De LDAP-identiteitsprovider configureren

De LDAP-identiteitsprovider wordt gebruikt om te definiëren hoe gebruikers worden opgehaald van de LDAP-server.

Het kan in de beheersconsole onder worden gevonden Apache Jackrabbit Oak LDAP de naam van de Identiteitsleverancier.
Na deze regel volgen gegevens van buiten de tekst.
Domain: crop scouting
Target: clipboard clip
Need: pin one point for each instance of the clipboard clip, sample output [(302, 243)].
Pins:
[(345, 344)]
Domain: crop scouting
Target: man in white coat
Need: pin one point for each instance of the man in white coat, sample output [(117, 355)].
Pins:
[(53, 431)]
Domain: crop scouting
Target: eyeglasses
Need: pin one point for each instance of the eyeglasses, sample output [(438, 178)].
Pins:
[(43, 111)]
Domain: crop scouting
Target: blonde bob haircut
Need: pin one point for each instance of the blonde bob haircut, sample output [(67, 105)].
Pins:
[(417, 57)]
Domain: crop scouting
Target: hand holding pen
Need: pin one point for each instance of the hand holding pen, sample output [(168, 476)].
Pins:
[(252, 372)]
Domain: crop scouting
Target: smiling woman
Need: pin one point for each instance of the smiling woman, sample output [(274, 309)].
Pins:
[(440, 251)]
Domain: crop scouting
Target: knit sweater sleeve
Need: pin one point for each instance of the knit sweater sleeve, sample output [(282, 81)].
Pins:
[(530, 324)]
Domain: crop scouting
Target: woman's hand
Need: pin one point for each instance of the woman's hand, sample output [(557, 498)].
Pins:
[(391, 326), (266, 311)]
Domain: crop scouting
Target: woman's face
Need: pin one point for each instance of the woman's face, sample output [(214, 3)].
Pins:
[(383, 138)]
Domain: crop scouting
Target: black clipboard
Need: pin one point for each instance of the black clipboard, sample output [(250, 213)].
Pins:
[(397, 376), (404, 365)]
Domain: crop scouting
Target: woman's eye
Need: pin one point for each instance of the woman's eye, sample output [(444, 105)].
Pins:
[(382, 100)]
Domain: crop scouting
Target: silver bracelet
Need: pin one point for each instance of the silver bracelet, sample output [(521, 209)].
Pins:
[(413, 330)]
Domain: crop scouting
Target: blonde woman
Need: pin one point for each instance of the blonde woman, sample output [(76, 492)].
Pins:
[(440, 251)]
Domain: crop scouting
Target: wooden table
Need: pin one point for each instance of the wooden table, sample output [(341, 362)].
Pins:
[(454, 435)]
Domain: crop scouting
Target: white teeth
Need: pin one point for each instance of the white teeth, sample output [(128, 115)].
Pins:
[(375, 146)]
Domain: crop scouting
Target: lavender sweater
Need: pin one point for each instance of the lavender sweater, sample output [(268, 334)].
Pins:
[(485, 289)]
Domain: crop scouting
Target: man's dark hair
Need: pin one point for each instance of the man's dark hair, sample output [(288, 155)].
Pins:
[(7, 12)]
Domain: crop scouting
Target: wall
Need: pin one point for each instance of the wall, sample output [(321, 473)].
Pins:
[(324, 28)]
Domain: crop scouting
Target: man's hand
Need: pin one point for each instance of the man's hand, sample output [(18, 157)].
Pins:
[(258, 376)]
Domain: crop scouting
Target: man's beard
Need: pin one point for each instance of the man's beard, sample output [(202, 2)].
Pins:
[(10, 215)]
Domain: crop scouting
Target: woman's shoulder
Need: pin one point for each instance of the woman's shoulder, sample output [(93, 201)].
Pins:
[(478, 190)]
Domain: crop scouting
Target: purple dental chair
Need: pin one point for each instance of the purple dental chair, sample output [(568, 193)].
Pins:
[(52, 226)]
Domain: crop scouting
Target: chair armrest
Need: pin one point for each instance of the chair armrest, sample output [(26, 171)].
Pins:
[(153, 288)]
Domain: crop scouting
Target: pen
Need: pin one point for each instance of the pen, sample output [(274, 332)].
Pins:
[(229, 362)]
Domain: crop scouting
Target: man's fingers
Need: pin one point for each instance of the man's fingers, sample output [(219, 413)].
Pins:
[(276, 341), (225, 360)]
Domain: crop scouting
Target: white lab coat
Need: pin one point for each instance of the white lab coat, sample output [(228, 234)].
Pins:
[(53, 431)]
De volgende configuratieopties zijn beschikbaar voor de LDAP Identiteitsprovider:

Naam LDAP-provider
Naam van deze LDAP-providerconfiguratie.
gastheer LDAP van de Server
Hostnaam van de LDAP-server
LDAP-serverpoort
Poort van de LDAP-server
SSL gebruiken
Hiermee wordt aangegeven of een SSL-verbinding (LDAP) moet worden gebruikt.
TLS gebruiken
Geeft aan of TLS moet worden gestart op verbindingen.
Certificaatcontrole uitschakelen
Hiermee wordt aangegeven of validatie van servercertificaten moet worden uitgeschakeld.
DN binden
DN van de gebruiker voor verificatie. Als dit veld leeg blijft, wordt een anonieme binding uitgevoerd.
Wachtwoord binden
Wachtwoord van de gebruiker voor verificatie
Time-out zoeken
Tijd tot een zoektijd uit
Admin pool max actief
De maximale actieve grootte van de beheerverbindingspool.
Maximale aantal gebruikers
De maximale actieve grootte van de pool van de gebruikersverbinding.
Gebruiker basis-DN
De DN voor gebruikerszoekopdrachten
Gebruikersobjectklassen
De lijst met objectklassen die een gebruikersinvoer moet bevatten.
Id-kenmerk van gebruiker
Naam van het attribuut dat gebruikersidentiteitskaart bevat
Extra filter Gebruiker
Extra LDAP-filter bij het zoeken naar gebruikers. Het laatste filter heeft de notatie: '(&(<idAttr>=<userId>)(objectclass=<objectclass>)<extraFilter>)' (user.extraFilter)
DN-paden gebruiker
Bepaalt of de DN moet worden gebruikt voor het berekenen van een gedeelte van het tussenliggende pad.
Basis-DN groeperen
De basis-DN voor groepszoekopdrachten.
Objectklassen groeperen
De lijst met objectklassen die een groepsitem moet bevatten.
Groepsnaam, kenmerk
Naam van het kenmerk dat de groepsnaam bevat.
Extra filter groeperen
Extra LDAP-filter bij het zoeken naar groepen. Het laatste filter wordt opgemaakt als: '(&(<nameAttr>=<groupName>)(objectclass=<objectclass>)<extraFilter>)'
DN-paden groeperen
Bepaalt of de DN moet worden gebruikt voor het berekenen van een gedeelte van het tussenliggende pad.
Kenmerk groepslid
Groepattribuut dat een of meer leden van een groep bevat.